- Relator(a)
- Ministro Moura Ribeiro
- Órgão julgador
- Terceira Turma
- Data do julgamento
- 22/04/2026
- Data de publicação
- 28/04/2026
STJ – Acórdão, Rel. Ministro Moura Ribeiro, Terceira Turma, j. 22/04/2026, p. 28/04/2026
PROCESSUAL CIVIL E CONSUMIDOR. AGRAVO EM RECURSO ESPECIAL. PASEP. CONTA INDIVIDUAL. FALHA NA PRESTAÇÃO DO SERVIÇO. LEGITIMIDADE PASSIVA DO BANCO. APLICABILIDADE DO CDC (SÚMULA 297/STJ). DEFICIÊNCIA DE FUNDAMENTAÇÃO (SÚMULA 284/STF) E FUNDAMENTO AUTÔNOMO NÃO IMPUGNADO (SÚMULA 283/STF). REEXAME FÁTICO-PROBATÓRIO (SÚMULA 7/STJ). DISSÍDIO JURISPRUDENCIAL NÃO CONFIGURADO. ORIENTAÇÃO PACIFICADA (TEMA 1.150/STJ).

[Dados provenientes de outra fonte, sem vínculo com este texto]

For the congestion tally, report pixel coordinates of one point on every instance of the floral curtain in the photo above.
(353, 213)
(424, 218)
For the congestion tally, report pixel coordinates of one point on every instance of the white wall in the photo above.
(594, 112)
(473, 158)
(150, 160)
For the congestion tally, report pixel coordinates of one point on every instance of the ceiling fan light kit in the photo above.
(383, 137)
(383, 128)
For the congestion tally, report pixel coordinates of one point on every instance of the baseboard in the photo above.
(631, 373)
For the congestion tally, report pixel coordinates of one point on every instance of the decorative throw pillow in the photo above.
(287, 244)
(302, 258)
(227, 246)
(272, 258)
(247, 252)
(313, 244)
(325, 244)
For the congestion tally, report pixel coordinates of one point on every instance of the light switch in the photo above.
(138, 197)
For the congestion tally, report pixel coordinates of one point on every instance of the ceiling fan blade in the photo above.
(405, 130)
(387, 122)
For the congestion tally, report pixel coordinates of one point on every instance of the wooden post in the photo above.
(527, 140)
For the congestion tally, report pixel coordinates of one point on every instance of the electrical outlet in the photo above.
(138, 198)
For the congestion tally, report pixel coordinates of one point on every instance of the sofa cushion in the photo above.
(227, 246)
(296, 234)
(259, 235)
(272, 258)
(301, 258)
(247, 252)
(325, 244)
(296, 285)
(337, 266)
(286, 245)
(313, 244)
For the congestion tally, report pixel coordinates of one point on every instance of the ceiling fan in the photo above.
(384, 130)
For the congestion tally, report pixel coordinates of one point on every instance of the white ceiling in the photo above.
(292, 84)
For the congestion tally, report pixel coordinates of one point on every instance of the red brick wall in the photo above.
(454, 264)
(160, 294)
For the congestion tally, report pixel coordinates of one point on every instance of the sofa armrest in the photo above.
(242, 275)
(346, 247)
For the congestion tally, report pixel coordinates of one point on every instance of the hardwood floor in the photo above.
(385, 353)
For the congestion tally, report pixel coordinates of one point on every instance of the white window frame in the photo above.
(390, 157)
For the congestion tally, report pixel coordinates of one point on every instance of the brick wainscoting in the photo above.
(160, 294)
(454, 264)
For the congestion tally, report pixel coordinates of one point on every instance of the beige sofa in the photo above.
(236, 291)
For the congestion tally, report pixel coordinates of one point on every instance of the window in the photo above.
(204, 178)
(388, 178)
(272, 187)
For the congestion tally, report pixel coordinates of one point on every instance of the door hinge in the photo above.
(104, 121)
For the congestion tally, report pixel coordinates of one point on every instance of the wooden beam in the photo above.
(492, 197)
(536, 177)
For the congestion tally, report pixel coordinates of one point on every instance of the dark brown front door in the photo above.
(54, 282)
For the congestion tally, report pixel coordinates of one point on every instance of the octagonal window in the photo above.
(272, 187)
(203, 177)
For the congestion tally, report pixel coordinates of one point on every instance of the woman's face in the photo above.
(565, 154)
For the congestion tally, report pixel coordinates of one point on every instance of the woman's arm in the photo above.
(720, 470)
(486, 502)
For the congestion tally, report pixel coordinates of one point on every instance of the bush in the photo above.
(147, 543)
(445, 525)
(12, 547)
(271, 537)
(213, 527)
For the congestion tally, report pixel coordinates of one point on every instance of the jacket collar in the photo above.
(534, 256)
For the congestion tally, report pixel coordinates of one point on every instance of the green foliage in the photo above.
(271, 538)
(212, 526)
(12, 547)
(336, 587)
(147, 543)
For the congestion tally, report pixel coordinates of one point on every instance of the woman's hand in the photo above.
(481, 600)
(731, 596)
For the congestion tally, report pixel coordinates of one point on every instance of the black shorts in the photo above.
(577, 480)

AGRAVO CONHECIDO. RECURSO ESPECIAL NÃO CONHECIDO. 1. Agravo em recurso especial interposto por instituição financeira contra acórdão que, em ação de cobrança cumulada com indenizatória por danos morais, confirmou a legitimidade passiva do banco em demandas sobre falha na gestão de contas vinculadas ao PASEP, reconheceu a incidência do Código de Defesa do Consumidor e afastou as preliminares de prescrição e incompetência da Justiça estadual. 2. O objetivo recursal é decidir se (i) o banco é parte ilegítima e a União é a legitimada para responder pela demanda, (ii) o Código de Defesa do Consumidor não se aplica às contas do PASEP administradas pelo banco e (iii) há dissídio jurisprudencial suficiente para alterar o entendimento firmado. 3. A tese de ilegitimidade passiva não se sustenta quando o acórdão recorrido qualifica a controvérsia como falha na prestação do serviço bancário (saques indevidos/desfalques e não aplicação de rendimentos). Ausente impugnação específica desse fundamento autônomo, incidem, por analogia, as Súmulas 283/STF e 284/STF. 4. A revisão do enquadramento fático-jurídico feito pelo Tribunal, que identificou falha na gestão de conta do PASEP e não revisão de índices oficiais, demanda reexame de fatos e provas, providência vedada pela Súmula 7/STJ. 5. A aplicabilidade do CDC às instituições financeiras (Súmula 297/STJ), em hipóteses de administração de contas do PASEP com prestação de serviços ao beneficiário final, permanece hígida. Afastar tal conclusão exigiria revolvimento probatório, também obstado pela Súmula 7/STJ. 6. O dissídio jurisprudencial não se configura sem cotejo analítico com similitude fática. Paradigmas sobre revisão de índices oficiais não se prestam a infirmar acórdão que decide sob a moldura de falha de serviço bancário. Prevalece, ainda, a orientação pacificada no Tema 1.150/STJ, o que atrai a Súmula 83/STJ. 7. Agravo conhecido. Recurso especial não conhecido. (AREsp n. 3.095.336/SC, relator Ministro Moura Ribeiro, Terceira Turma, julgado em 22/4/2026, DJEN de 28/4/2026.)